A recent Health Catalyst survey finds that despite uncertainty around the effort to repeal and replace the Affordable Care Act (ACA), 80 percent of healthcare executives stand firm on their population health strategy to address the quality and cost of healthcare. According to a July survey of 199 US healthcare executives by Health Catalyst. Sixty-eight percent of healthcare executives reported that PHM is “very important” to their healthcare delivery strategy during the next two years, while fewer than 3 percent assign it no importance at all.
Population health management, a key enabler of value-based care, equips providers to monitor and improve the health of large groups of patients such as those with a particular chronic disease or combination of disease states. Overall, the responses indicate strong support that the transition to value-based care, will continue no matter what happens with the future of the Affordable Care Act.
Few Organizations Have Taken on PHM Contracts with Payers
While enthusiasm for population health management remains high, relatively few organizations have taken on PHM contracts with payers that put them at risk of a financial loss if they fail to meet goals such as improving the health of their patient population.
When asked how soon they expect to have more than 30 percent of their patient population covered by such risk-based contracts, 37 percent of providers said achieving that level of risk would take between 3 and 5 years. The next largest group put the date within the next 1 to 2 years. Fourteen percent estimated it would take 6-10 years.

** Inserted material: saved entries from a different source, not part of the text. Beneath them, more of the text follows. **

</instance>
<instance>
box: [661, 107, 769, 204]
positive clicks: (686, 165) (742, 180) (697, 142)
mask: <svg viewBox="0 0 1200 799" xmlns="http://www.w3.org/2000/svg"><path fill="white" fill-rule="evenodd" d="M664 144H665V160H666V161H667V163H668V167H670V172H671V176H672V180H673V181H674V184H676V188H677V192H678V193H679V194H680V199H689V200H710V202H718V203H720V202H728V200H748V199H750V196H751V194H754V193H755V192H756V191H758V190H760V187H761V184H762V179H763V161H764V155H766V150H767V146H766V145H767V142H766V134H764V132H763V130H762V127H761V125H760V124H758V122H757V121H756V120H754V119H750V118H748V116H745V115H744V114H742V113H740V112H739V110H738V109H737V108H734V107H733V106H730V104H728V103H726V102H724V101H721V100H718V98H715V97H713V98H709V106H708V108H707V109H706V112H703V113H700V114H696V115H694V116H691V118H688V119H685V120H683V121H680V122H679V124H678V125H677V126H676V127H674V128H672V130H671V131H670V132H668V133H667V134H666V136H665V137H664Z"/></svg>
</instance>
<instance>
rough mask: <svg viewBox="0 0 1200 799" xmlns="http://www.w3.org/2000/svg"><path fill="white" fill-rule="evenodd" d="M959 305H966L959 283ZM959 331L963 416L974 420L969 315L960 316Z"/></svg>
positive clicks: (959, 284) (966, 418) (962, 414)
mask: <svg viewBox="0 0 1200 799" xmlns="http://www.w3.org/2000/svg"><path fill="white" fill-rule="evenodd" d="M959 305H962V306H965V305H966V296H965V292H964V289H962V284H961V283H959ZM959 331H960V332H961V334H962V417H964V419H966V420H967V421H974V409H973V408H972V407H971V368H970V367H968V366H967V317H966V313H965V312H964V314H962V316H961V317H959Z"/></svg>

Barriers to Starting PHM Program Success for Providers
The survey finds that the most common impediment to starting a population health management (PHM) program or succeeding with an existing program is “financial issues” such as “getting paid for our efforts” and “balancing competing contract incentives,”
The response from healthcare executives reflects the pressures that healthcare organizations face as they attempt to operate under the dominant fee-for-service reimbursement model while simultaneously transitioning to value-based care. Healthcare experts have identified several sources of data that are critical for success with PHM, including insurance claims data; electronic health record (EHR) clinical data; socioeconomic data about the social determinants of health; patient-generated health data; and data on prescription medication adherence. Most healthcare organizations lack electronic access and integration of these data sources, which must be collected from payers, hospitals, primary care providers, specialists, pharmacies, public health organizations, and patients themselves.
Other key barriers to PHM include:
“care model issues” (16%), such as getting buy-in for change and driving meaningful improvements once changes are made
“leadership and governance issues” (12%), including lack of a cohesive strategy, prioritization and accountability.
“The big picture takeaway from this survey is that healthcare executives view the move to value-based care as inevitable, regardless of the current political situation, and population health management is seen as critical to their success in transitioning to the new reimbursement structure,” said Marie Dunn, MPH, vice president of population health strategy for Health Catalyst in a statement. “Despite the momentum, basic competencies related to data aggregation and analysis are still a barrier. Organizations in the pilot phase need to ensure that their investments are not just one-off efforts, but helping them to build a foundation for a broad base of future efforts.”